Pour illustrer la première newsletter de PIPOL 12, parue le 16 janvier 2025, Philip Metz nous proposait l’image renversée d’un train. Avant même son départ, le train avait déraillé.
En français, le temps de l’imparfait laisse parfois ouverte une certaine ambiguïté. Pour le figurer, Lacan cite la phrase suivante « un instant plus tard, la bombe éclatait [1] ». Impossible, en l’état, de savoir avec certitude si la bombe a bel et bien explosé. Il n’en est pas de même pour notre train. Lui, il n’est pas sur le point de dérailler, car il déraille avant même son départ. Pas de train sans déraillement. Pas de famille sans malaise.
Il est plus d’une manière de dérailler, ce que donne à voir chacun des textes de cette édition.
Dans « Malaise dans la fondation », Fatiha Belghomari montre les trois facettes en jeu dans la famille : le réel de son acte de fondation, l’imaginaire de la reconnaissance, le symbolique de son inscription. On y découvre surtout le vacillement des places qui s’y produit, lorsque s’opère un changement au sein de l’inscription sexuelle.
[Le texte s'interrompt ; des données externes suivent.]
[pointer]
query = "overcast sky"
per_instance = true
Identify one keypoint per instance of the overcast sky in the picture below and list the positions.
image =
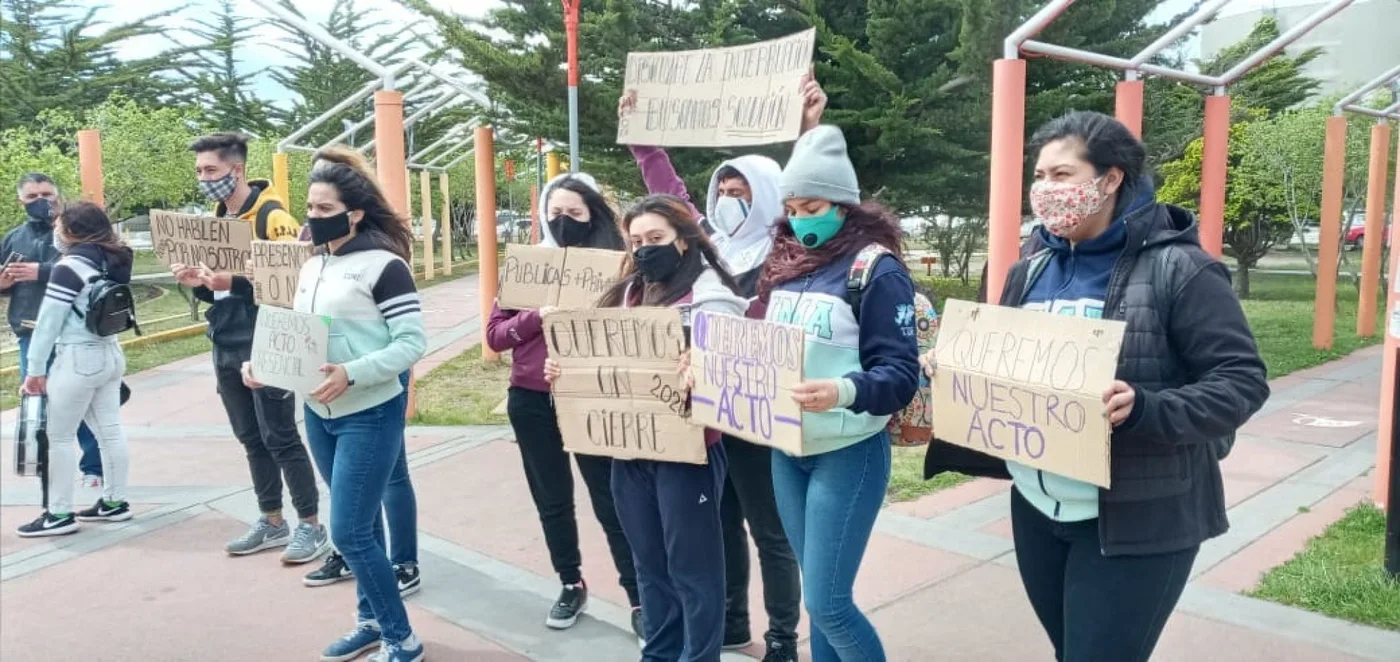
(268, 49)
Dans « Guirlandes de mots », Elena Madera présente le récit de Tove Ditlevsen, d’une enfance terrible devenue « bibliothèque de l’esprit [2] ». La précision de son analyse y fait apparaître la famille dans son double versant : simultanément lieu de souffrance et ressource pour le sujet, pour créer son sinthome.
Enfin, dans « Famille et toxicomanie » d’Ilaria Papandrea, apparaît le devenir de la jouissance lorsque le versant symbolique de la famille fait défaut, lorsque la famille cesse de faire « formation » et laisse le sujet démuni.
[1] Lacan J., « Remarque sur le rapport de Daniel Lagache », Écrits, Paris, Seuil, 1966, p. 678.
[2] Ditlevsen T., « Enfance. La Trilogie de Copenhague-I », Globe, Paris, 2023, p. 158.